No errors appear during "bad boot" even with debug loglevel.

Puma config:

queue_requests false

preload_app!

before_fork do
  if defined?(ActiveRecord::Base)
    ActiveRecord::Base.connection_pool.disconnect!
  end
end

after_worker_fork do
  require 'prometheus_exporter/instrumentation'
  PrometheusExporter::Instrumentation::Process.start(type: 'web')
end

after_worker_boot do
  require 'prometheus_exporter/instrumentation'
  PrometheusExporter::Instrumentation::Puma.start unless PrometheusExporter::Instrumentation::Puma.started?
end

require 'myapplication'

on_worker_boot do
  if defined?(ActiveRecord::Base)
    ActiveSupport.on_load(:active_record) do
      ActiveRecord::Base.establish_connection
    end

    PrometheusExporter::Instrumentation::Puma.start unless PrometheusExporter::Instrumentation::Puma.started?
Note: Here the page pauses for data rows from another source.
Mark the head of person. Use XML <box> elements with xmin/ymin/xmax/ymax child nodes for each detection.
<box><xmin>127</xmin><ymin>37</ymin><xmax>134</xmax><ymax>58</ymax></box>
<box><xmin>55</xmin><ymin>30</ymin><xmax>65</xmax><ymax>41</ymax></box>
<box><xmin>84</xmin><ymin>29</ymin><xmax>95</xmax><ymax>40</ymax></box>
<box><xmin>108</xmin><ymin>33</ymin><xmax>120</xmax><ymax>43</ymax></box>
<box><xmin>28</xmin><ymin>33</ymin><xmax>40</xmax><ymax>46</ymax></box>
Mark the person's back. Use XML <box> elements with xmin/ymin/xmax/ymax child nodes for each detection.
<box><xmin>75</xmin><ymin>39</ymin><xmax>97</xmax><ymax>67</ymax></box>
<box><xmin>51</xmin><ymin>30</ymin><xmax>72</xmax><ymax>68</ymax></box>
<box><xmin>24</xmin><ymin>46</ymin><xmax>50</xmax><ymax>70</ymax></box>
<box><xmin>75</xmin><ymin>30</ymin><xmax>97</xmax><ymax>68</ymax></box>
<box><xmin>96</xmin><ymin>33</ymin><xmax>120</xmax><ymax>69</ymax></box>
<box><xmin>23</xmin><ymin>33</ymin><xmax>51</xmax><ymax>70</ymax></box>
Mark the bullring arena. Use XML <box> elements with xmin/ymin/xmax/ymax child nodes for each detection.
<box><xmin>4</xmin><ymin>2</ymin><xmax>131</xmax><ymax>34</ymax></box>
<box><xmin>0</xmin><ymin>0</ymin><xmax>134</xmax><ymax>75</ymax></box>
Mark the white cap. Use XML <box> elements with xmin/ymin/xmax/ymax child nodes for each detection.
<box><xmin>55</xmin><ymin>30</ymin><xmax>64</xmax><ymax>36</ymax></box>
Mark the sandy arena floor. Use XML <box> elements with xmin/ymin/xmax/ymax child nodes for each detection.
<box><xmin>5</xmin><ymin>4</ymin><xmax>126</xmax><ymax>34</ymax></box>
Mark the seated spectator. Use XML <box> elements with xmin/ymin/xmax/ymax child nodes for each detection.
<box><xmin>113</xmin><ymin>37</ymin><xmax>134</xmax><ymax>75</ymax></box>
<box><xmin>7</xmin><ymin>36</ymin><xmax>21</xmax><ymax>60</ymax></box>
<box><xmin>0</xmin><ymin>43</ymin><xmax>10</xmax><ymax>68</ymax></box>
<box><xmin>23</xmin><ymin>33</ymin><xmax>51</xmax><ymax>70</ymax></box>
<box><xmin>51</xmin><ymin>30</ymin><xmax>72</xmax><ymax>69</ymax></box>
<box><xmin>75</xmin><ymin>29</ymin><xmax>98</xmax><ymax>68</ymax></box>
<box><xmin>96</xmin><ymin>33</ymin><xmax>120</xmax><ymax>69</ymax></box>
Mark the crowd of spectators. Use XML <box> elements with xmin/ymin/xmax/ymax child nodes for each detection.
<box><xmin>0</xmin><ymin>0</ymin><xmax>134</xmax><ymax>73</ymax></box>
    require 'prometheus_exporter/instrumentation'
    PrometheusExporter::Instrumentation::ActiveRecord.start(
      custom_labels: { type: 'puma_worker' },
      config_labels: %i[database host],
    )
  end
end

I'm running with a docker_entrypoint.rb file via function in it described below

def web_server(app)
    socket_backlog = ENV.fetch('SOCKET_BACKLOG')
    port = ENV.fetch('PORT')
    default_bind = "tcp://0.0.0.0:#{port}?backlog=#{socket_backlog}"
    default_control_url = 'tcp://127.0.0.1:9293'
    default_control_token = 'DefaultPumaControlToken'

    run_command_within(
      app,
      'bundle exec puma',
      '-t :threads::threads -w :workers -e :env -b :bind --control-url :control_url --control-token :control_token',
      threads: ENV.fetch('THREADS'),
      workers: ENV.fetch('WORKERS'),
      env: ENV.fetch('RAILS_ENV'),
      bind: ENV.fetch('BIND', default_bind),
      control_url: ENV.fetch('PUMA_CONTROL_URL', default_control_url),
      control_token: ENV.fetch('PUMA_CONTROL_TOKEN', default_control_token),
    )
  end

# <...>

def run_command_within(app, command, options_string = '', options = {})
    validate_app(app)

    command = Cocaine::CommandLine.new(
      command,
      options_string,
    ).command(options)

    Dir.chdir("apps/#{app}")
    exec(command)
  end

I'm not sure abount running multiple containers with a less number of workers (balanced by nginx) as it creates some inconvinieces with logging.

Any ideas why does it happen?

Some additional info
I've reproduced the issue and noticed that the time of last checkin is not updating since the application deployment (it should update every 5 seconds, but the metrics below were copied more than 40 minutes ago. Also, the workers could be divided into groups of 1-3 workers. Each group started 60-90 seconds apart.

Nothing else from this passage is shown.